Qwiller Writing Room

Each week we give you writing activities based on a particular genre and invite you to share your writing with us to read, comment on, be inspired by and enjoy.

This is a place for all to share their stories.


Monday, April 15, 2013

Humourous memories


This week is all about cheering people up, including myself, so I decided to make the genre about humour. 

The following is from Life Writing: a student e-workbook
Click on the link below for more information.


What is it about?
We all have funny memories. Our lives are enriched because of the humour we create or appreciate. Often when we relay stories to others, we choose funny stories because we know that people enjoy being uplifted. 
To create humour, a writer can:
  • upset expectations (what we think will normally happen)
  • re-invent common sayings (clichés) and plays on words (puns)
  • change and alter myths (stories about the origins of things)
  • turn rules in life upside down
  • change human ideas of reality (what is real)
  • think outrageously
  • make the familiar strange and the strange familiar
  • day dream.
What you can do?
  1. Think of a funny memory. Imagine you are talking to a friend and write a monologue reflecting on that humorous memory. Build the story up, as if you are telling a joke. A monologue is a spoken form of writing.
An example
Below is a memory of a funny experience with a dear friend (who incidentally could do with some cheering up this week). Hope the memory brings a smile to your face Jen.
My girlfriend Jen and I arrived at a quaint cottage winery in the Hunter Valley. We entered the wine tasting area.
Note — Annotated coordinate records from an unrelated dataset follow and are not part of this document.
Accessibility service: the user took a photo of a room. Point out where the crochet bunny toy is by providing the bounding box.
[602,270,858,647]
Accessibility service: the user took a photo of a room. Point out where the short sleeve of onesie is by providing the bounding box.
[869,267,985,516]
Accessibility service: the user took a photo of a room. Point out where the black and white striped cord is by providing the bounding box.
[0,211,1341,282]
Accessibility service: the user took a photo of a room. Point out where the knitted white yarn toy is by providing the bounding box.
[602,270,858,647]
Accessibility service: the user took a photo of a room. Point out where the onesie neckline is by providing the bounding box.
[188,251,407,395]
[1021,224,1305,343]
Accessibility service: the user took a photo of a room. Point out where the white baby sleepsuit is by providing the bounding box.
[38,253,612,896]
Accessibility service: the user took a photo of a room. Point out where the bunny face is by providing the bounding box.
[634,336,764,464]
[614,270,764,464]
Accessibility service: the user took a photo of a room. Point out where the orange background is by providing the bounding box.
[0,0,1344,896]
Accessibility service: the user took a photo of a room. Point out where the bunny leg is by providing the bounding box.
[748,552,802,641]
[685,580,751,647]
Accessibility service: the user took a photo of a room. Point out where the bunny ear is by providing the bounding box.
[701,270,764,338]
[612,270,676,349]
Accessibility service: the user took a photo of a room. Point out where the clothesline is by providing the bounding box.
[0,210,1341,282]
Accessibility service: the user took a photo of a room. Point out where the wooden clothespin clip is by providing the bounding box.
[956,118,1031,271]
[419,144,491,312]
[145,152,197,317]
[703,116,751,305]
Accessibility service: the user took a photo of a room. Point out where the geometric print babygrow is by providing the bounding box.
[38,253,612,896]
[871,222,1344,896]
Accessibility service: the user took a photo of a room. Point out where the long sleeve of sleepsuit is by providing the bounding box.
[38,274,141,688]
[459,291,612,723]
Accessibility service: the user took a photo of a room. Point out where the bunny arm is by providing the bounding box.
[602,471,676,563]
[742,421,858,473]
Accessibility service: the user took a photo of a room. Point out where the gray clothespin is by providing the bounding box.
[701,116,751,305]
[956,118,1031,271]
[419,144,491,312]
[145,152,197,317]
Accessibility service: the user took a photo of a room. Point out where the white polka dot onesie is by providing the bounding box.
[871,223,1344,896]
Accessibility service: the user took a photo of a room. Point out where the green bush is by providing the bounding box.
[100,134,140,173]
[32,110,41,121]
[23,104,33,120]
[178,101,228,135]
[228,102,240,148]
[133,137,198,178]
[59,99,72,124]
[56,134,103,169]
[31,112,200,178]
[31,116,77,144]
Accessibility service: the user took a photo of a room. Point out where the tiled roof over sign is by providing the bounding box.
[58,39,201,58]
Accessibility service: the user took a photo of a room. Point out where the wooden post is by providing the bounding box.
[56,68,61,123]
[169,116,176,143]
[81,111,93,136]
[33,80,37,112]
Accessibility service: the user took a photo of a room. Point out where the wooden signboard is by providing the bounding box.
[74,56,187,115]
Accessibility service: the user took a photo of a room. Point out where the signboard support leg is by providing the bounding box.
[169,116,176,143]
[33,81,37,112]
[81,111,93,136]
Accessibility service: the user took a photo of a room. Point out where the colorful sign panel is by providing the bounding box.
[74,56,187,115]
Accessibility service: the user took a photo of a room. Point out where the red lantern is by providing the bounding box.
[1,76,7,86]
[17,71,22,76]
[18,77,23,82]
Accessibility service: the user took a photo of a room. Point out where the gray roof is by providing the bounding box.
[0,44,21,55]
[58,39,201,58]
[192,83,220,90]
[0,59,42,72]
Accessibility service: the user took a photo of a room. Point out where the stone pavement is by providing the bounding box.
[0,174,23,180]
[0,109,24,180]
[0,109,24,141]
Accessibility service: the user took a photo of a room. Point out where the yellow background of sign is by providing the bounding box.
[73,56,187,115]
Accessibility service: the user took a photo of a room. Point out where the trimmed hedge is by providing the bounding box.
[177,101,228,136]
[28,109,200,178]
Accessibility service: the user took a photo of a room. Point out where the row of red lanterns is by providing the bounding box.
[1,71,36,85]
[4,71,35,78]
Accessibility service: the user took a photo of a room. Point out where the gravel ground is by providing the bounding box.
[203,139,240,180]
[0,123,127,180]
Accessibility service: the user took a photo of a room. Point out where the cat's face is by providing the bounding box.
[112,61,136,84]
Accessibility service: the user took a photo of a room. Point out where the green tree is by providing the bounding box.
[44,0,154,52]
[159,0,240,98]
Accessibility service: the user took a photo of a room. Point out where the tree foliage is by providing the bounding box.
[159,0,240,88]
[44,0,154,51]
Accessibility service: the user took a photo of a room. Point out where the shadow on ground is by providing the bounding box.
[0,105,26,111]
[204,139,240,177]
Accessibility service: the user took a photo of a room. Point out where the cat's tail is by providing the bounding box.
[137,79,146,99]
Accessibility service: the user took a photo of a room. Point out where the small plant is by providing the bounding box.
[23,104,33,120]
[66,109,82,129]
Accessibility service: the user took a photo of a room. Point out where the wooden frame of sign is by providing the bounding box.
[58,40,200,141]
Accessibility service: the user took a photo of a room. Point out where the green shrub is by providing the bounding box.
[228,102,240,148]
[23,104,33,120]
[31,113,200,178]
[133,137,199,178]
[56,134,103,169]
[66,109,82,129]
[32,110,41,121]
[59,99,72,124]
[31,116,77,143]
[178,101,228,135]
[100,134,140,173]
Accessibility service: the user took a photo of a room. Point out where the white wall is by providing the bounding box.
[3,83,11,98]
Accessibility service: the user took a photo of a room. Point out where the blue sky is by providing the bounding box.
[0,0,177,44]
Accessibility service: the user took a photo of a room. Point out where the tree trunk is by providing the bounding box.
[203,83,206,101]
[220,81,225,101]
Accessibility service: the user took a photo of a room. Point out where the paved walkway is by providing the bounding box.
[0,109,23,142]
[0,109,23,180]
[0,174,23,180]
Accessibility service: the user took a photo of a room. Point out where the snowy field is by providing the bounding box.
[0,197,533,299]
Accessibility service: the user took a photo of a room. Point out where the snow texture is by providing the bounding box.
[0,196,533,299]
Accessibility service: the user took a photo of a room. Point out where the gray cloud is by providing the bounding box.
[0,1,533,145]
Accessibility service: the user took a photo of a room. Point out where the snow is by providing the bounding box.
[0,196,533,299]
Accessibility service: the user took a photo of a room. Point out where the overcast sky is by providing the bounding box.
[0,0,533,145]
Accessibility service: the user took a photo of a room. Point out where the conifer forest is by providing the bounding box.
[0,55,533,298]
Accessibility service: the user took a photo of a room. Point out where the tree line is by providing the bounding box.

It had more of a sense of a family bar that the formal wine tasting areas of the larger wineries in the area. 
I was a bit nervous, never having been to a wine tasting before. I watched my girlfriend for guidance on protocol. She was experienced in such affairs as she worked for a wine distribution company at the time. She was the closest thing to an expert I’d ever come across apart from family members who could easily claim that title. 
I carefully perused the wine list, looking extremely serious, trying to cover the fact that I had no idea what the difference was between a sauvignon blanc, Chardonnay and a carafe. After a while I looked to Jen for suggestions. She pointed to one of the bottles on the bar, pronouncing the name of the wine perfectly to the bar tender. He poured us a small quantity of the drink, while telling us a bit about the wine - the size of the grapes, the length of maturation time, that sort of thing. 
I picked up my glass and I gulped the whole amount down. Jen let out a bit of a laugh as she pulled me away from the bar and whispered to me that small sips are the way to go. Apparently to let the wine linger in your mouth. Oh I replied. 
The bar man asked us if we’d like to try a red. Jen suggested a variety we would like to try. She told me that I now needed to clean out my mouth with water to prepare my palette for the next wine. I watched Jen pick up a small pottery cylinder in front her and take a swig, swishing it around her mouth. I too picked up a pottery cylinder in front of me, although it was quite a bit larger than Jen’s cylinder, and prepared to take a sip. 
It occurred to me as the container come towards me that the colours weren’t right. It was a mixture of reds and browns, but I disregarded the thought as the nature of the pottery. The smell wasn’t right either, definitely wine, but I thought that was the drink I had just had. So I continued to feign etiquette and gulped the liquid fervently into my mouth. As soon as the liquid touched my lips I knew what I had done. My natural impulse was to regurgitate the liquid back up in an act of defiant refusal to accept my stupidity. It spurted out of my mouth like a fountain, sending the patrons bowing down for cover. 
Despite my extreme embarrassment, all I could do was laugh. Jen was doubled over with laughter, holding onto her stomach with one hand the bar with the other. Me, standing there with the spittoon in my hands, eyes clenched closed, mouth wide open in laughter, sucking in breath at unnaturally long intervals. It took quite some time for Jen and I to compose ourselves. I could hear the bar tender and the other patrons laughing and relaying to those who missed it what happened, this making us laugh even more. 
When the bar tender offered us more wine to taste, we humbly declined.